The consequences and challenges related to climate change and other environmental threats, such as biodiversity loss, plastic pollution, and ocean acidification, become ever more pressing. Communication plays a key role for public awareness and understanding, as well as the development and implementation of solutions on all levels. In the words of Sir David Attenborough “Saving our planet is now a communications challenge.” The field of environmental communication therefore plays a crucial role in disseminating accurate information, fostering public understanding, and inspiring meaningful change, involving various stakeholders, such as consumers, organizations, governments, and political parties.

The temporary working group (TWG) on Environmental Communication brings together research and insights on environmental communication and behavior from various perspectives. One of our aims is to seek out synergies by bridging the different strands within Communication Science.

Research in the field of environmental communication delves into the multifaceted role that communication plays in informing, educating, and alerting individuals about critical environmental issues. Additionally, it explores how communication can effectively mobilize diverse stakeholders at various levels to take meaningful action. This mobilization unfolds through dynamic processes shaped by pre-existing beliefs, attitudes, values, cultural and individual differences, as well as contextual complexities.
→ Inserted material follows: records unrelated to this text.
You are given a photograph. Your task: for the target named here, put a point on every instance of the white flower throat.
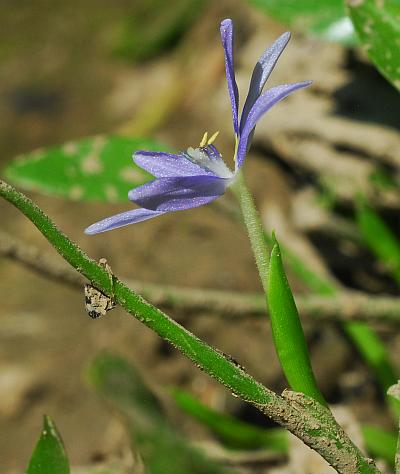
(209, 159)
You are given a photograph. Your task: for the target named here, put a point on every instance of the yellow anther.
(212, 139)
(204, 140)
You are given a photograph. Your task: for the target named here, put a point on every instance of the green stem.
(309, 421)
(289, 340)
(254, 228)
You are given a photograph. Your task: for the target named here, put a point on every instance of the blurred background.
(154, 70)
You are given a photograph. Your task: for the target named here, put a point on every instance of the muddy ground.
(59, 81)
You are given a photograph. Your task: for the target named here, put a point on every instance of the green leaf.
(326, 19)
(233, 432)
(377, 24)
(95, 168)
(287, 332)
(49, 456)
(163, 451)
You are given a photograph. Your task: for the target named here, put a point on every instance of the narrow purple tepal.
(199, 175)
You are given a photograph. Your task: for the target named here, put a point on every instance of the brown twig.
(349, 306)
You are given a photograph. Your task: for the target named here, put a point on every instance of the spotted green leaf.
(94, 168)
(377, 24)
(326, 19)
(49, 456)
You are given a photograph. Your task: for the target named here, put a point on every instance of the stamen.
(204, 140)
(212, 139)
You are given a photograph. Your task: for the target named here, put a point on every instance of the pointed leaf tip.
(49, 456)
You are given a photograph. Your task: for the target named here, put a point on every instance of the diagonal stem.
(309, 421)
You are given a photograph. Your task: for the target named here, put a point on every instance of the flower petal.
(121, 220)
(166, 165)
(174, 194)
(226, 30)
(261, 73)
(261, 106)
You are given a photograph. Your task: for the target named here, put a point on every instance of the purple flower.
(198, 176)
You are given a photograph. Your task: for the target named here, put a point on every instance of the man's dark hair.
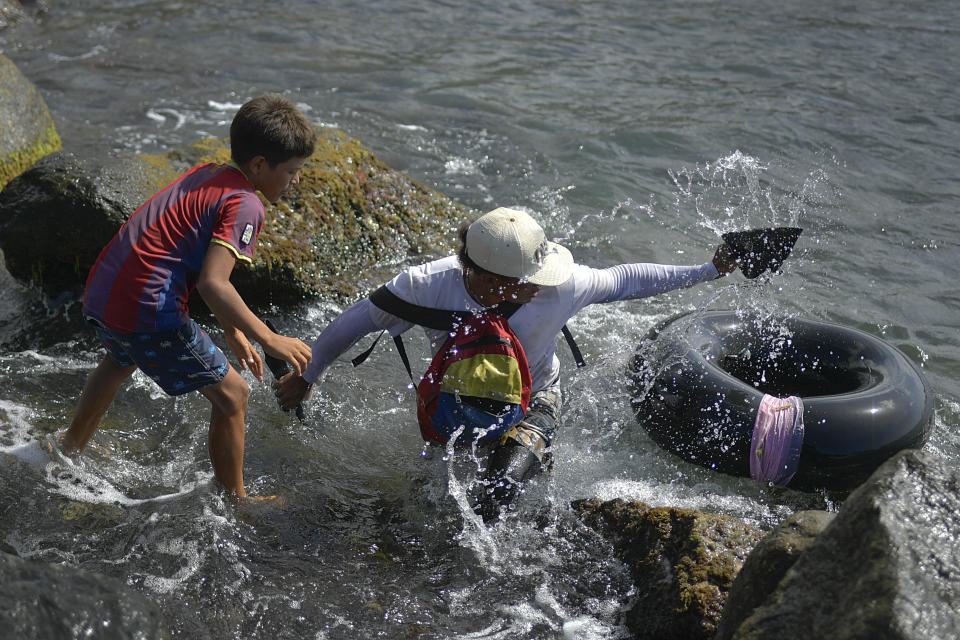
(270, 126)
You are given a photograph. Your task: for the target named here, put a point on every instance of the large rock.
(888, 566)
(57, 215)
(683, 563)
(349, 214)
(767, 564)
(43, 601)
(28, 131)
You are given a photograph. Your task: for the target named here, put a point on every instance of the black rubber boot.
(509, 465)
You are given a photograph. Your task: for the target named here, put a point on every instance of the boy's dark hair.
(270, 126)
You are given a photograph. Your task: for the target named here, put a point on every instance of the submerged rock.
(28, 131)
(683, 563)
(767, 564)
(887, 566)
(349, 214)
(42, 601)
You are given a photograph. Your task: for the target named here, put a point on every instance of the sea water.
(634, 132)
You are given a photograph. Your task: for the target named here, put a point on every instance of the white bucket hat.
(511, 243)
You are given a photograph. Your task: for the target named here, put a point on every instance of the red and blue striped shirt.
(143, 278)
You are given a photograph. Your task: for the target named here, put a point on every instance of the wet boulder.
(57, 215)
(683, 563)
(28, 129)
(43, 601)
(349, 215)
(767, 564)
(887, 566)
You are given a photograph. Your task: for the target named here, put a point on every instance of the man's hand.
(291, 390)
(292, 350)
(724, 260)
(246, 355)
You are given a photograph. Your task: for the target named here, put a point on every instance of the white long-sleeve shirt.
(439, 285)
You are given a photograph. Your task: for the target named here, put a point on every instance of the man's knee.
(229, 395)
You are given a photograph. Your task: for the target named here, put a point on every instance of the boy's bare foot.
(256, 501)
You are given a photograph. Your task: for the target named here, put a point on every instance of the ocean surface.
(634, 131)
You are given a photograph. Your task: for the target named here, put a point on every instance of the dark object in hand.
(280, 368)
(759, 250)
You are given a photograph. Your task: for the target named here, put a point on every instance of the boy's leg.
(98, 393)
(227, 425)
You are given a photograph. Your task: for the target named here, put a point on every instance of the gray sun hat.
(511, 243)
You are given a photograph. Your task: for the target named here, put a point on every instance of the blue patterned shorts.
(180, 361)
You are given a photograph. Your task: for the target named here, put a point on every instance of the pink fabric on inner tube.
(777, 440)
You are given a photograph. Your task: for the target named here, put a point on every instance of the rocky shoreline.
(884, 566)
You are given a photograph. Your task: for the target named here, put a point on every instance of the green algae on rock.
(28, 129)
(683, 562)
(349, 216)
(349, 213)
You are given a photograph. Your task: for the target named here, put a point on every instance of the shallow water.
(635, 132)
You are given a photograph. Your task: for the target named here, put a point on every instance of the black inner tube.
(698, 380)
(801, 367)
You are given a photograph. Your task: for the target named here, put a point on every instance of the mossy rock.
(683, 563)
(349, 214)
(349, 218)
(28, 129)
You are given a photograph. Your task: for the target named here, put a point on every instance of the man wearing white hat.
(504, 256)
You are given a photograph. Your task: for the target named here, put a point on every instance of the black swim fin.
(760, 250)
(280, 368)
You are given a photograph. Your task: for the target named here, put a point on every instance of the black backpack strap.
(574, 349)
(440, 319)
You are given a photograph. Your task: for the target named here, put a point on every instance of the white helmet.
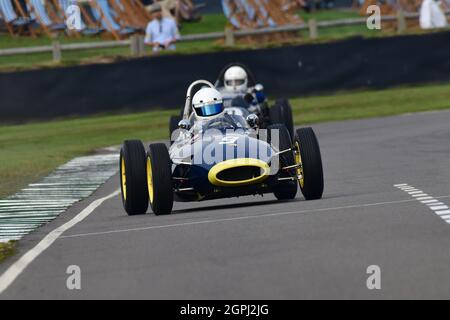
(207, 104)
(236, 79)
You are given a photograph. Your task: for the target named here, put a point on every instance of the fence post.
(312, 26)
(229, 37)
(401, 21)
(134, 45)
(141, 45)
(56, 51)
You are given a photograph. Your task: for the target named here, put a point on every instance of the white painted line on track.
(439, 208)
(265, 215)
(425, 198)
(429, 201)
(20, 265)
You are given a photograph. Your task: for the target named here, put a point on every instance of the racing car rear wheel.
(173, 125)
(159, 179)
(281, 112)
(307, 153)
(285, 189)
(133, 179)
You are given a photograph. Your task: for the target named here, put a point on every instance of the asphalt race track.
(258, 248)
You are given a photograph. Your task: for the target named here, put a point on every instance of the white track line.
(20, 265)
(439, 208)
(235, 218)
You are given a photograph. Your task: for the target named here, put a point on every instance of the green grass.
(209, 23)
(6, 250)
(30, 151)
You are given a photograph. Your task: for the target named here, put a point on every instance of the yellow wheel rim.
(150, 180)
(298, 161)
(124, 179)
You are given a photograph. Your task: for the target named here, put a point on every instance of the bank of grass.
(210, 23)
(6, 249)
(30, 151)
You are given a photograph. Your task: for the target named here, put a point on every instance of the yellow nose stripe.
(237, 163)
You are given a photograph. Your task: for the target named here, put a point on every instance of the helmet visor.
(209, 109)
(236, 82)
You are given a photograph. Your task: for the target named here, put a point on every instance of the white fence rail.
(137, 47)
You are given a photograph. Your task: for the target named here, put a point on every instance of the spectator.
(162, 32)
(432, 15)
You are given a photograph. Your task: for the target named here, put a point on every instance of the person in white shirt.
(432, 15)
(162, 32)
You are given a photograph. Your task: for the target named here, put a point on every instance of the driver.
(207, 104)
(236, 80)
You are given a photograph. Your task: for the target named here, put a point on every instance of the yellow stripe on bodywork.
(240, 162)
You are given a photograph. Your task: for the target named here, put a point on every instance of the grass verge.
(6, 250)
(30, 151)
(210, 23)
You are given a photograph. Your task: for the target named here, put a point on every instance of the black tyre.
(133, 177)
(308, 153)
(159, 178)
(281, 112)
(173, 125)
(287, 189)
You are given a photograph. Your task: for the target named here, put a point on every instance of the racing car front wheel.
(133, 179)
(281, 112)
(310, 173)
(284, 189)
(159, 179)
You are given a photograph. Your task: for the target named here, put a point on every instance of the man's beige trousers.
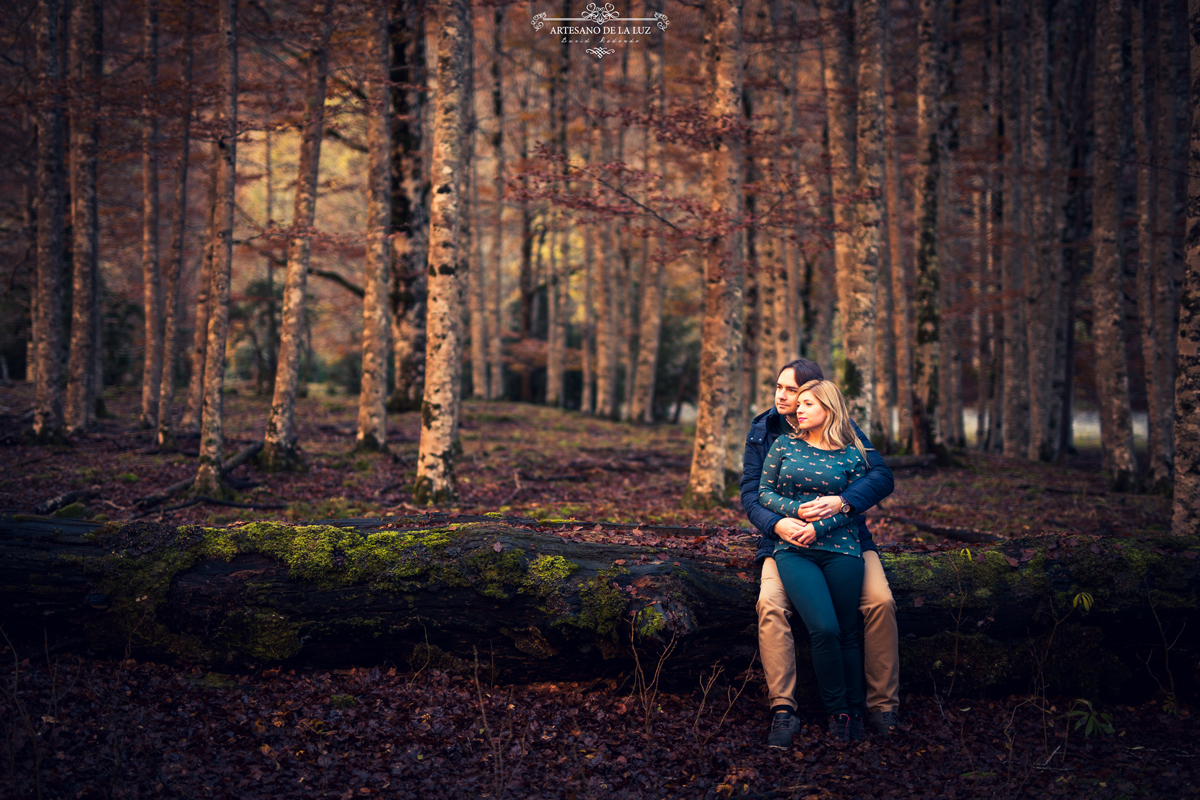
(777, 648)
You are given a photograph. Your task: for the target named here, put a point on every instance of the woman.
(821, 566)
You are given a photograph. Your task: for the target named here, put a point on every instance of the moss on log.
(1080, 614)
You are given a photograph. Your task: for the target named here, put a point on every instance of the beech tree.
(439, 408)
(723, 268)
(372, 433)
(209, 479)
(280, 441)
(51, 202)
(87, 65)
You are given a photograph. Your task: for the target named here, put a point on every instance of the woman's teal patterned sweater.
(796, 471)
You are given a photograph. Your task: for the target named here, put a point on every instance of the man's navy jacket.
(862, 494)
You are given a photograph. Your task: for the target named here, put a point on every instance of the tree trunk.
(1045, 263)
(209, 479)
(837, 48)
(719, 355)
(409, 205)
(545, 607)
(1113, 382)
(901, 298)
(87, 58)
(439, 409)
(175, 266)
(496, 296)
(1187, 365)
(1014, 432)
(51, 210)
(195, 405)
(151, 287)
(280, 440)
(930, 146)
(606, 266)
(372, 432)
(864, 343)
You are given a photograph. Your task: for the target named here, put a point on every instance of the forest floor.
(84, 727)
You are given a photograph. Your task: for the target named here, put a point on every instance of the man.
(775, 643)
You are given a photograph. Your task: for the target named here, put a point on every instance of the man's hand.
(820, 509)
(793, 531)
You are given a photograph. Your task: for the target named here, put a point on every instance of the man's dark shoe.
(885, 723)
(784, 726)
(846, 727)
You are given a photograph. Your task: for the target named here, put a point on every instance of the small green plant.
(342, 701)
(1089, 719)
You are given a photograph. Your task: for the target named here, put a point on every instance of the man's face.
(787, 392)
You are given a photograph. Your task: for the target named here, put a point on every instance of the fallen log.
(1083, 614)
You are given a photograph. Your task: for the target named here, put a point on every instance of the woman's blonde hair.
(838, 431)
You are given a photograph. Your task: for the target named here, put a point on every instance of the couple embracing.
(808, 475)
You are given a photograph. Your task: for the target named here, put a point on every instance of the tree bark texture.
(193, 408)
(175, 254)
(151, 278)
(87, 55)
(51, 211)
(280, 440)
(496, 268)
(930, 146)
(1042, 286)
(1187, 366)
(372, 431)
(547, 607)
(439, 408)
(209, 479)
(723, 268)
(409, 205)
(837, 47)
(1113, 382)
(901, 298)
(1014, 432)
(869, 301)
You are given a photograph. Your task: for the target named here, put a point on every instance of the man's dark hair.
(804, 370)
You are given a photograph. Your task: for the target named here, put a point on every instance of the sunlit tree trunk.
(87, 54)
(439, 408)
(151, 281)
(723, 56)
(1113, 382)
(927, 298)
(901, 299)
(280, 441)
(1186, 519)
(1014, 431)
(193, 405)
(51, 210)
(496, 268)
(1143, 90)
(175, 265)
(837, 41)
(654, 275)
(372, 432)
(409, 205)
(209, 479)
(870, 295)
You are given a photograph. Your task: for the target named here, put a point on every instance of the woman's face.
(787, 392)
(810, 414)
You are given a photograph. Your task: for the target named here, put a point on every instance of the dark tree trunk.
(544, 605)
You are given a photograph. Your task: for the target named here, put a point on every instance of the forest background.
(353, 259)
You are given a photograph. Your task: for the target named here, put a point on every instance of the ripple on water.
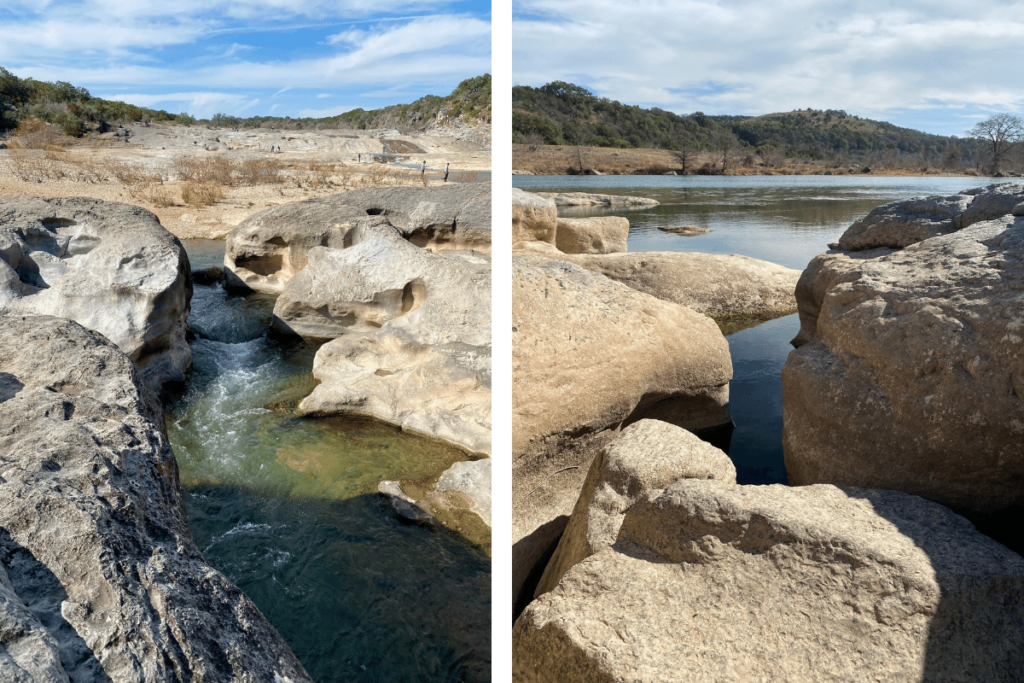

The overarching goal of Environmental Communication is to comprehend these intricate processes and discern communication strategies that extend beyond merely raising awareness. The aim is to propel individuals, groups, and organizations toward actionable steps contributing to a sustainable transition. This involves investigating the development and implementation of strategies that foster behavior change, as well as, investigating the diverse roles that communication plays, including examining issues such as misinformation, polarization, and agenda-setting. Understanding these aspects is crucial for comprehending their impact on public perception, beliefs, and the potential for instigating positive change.

The division’s steering committee consists of Sophie Boerman (Chair; Wageningen University & Research), Marijn Meijers (vice-chair; University of Amsterdam), Veroline Cauberghe (Ghent University), Anke Wonneberger (University of Amsterdam). PhD representatives are Barbara Behre (Ghent University), Estefania Vazquez (Ghent University) and Ice Delvaux (VUB).